OK, I've figured out that the times when I struggle most with breastfeeding are when I'm having PMS, or at least my period is close to starting. I got my period back four months after she was born. When this happens, I get extra sensitive, sore, irritable. I get angry easily, and these are times when breastfeeding to me feels...disgusting. (I know that breastfeeding is not disgusting. These are not rational thoughts). She also seems to struggle with breastfeeding more during these times, too, perhaps because she senses my unhappiness.
I'm not really sure how to deal with PMS at all actually. I had it as an adolescent, and then I didn't have it as an adult until I was trying to conceive and I think that was more due to my frustrations with trying to get pregnant than anything else. Once I started college, I was on hormonal birth control for 12 years, so I didn't really have PMS, then I went off of HBC for several years before TTC and I never experienced anything that felt like PMS during those years. If I did it was so mild that I just chalked it up to an unrelated mood fluctuation.

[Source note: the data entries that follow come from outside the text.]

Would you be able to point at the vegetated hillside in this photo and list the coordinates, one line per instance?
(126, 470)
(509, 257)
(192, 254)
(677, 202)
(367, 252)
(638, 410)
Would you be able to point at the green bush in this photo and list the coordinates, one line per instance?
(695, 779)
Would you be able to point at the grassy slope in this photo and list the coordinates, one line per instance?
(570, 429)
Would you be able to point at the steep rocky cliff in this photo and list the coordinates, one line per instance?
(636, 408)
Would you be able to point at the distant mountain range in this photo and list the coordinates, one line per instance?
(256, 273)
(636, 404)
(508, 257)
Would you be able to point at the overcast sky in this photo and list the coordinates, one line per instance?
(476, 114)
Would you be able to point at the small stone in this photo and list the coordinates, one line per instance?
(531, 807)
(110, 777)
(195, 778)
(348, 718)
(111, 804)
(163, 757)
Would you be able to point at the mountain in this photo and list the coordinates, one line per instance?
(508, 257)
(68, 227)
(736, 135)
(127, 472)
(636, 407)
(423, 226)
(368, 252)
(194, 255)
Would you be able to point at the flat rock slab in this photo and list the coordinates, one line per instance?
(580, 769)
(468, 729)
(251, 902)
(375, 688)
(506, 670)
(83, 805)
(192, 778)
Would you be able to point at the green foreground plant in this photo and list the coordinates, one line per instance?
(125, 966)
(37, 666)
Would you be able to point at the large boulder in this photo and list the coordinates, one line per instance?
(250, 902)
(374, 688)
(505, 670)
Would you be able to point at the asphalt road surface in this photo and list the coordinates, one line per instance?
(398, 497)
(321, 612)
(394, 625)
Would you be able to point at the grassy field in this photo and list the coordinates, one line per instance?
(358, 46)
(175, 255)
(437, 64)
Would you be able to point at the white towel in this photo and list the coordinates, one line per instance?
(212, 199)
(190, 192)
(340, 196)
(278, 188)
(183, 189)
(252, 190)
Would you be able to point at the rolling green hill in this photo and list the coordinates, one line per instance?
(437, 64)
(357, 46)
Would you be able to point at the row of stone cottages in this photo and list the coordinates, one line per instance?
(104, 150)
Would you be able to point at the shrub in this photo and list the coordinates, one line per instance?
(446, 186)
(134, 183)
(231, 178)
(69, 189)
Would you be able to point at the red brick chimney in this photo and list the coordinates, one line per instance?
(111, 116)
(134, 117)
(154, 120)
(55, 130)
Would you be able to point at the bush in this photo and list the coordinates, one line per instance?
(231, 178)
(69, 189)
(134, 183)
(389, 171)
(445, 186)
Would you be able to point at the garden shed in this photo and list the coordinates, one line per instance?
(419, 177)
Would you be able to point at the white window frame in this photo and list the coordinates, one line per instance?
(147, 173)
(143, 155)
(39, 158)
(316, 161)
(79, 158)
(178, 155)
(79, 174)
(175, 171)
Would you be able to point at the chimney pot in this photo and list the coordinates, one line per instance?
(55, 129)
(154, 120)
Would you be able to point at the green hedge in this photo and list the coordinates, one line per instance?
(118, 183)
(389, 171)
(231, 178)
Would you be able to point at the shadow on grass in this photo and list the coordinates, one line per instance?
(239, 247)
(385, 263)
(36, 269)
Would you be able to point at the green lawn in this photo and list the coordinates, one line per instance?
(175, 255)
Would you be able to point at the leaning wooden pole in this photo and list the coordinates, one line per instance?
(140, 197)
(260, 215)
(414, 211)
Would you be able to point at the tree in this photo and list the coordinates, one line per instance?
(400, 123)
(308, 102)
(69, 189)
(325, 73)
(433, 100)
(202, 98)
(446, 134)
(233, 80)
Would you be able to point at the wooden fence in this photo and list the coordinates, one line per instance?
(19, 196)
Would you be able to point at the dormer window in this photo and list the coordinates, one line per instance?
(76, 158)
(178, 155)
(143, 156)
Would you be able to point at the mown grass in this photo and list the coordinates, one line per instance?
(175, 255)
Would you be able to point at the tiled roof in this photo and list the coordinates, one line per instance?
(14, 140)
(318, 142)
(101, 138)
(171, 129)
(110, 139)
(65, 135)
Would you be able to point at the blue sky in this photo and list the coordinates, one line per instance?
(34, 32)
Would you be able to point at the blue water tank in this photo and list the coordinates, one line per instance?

So I'm experiencing this, and I don't really know how to deal with it, and it's really making breastfeeding very unhappy for me. I've gone back and forth as to how long I want to breastfeed vs how long I can realistically do it. I've thought of doing it until she's at least two, but I don't know if I can go through this 17 more times.
How do you deal with BFing and PMS? Does anyone else have to deal with this?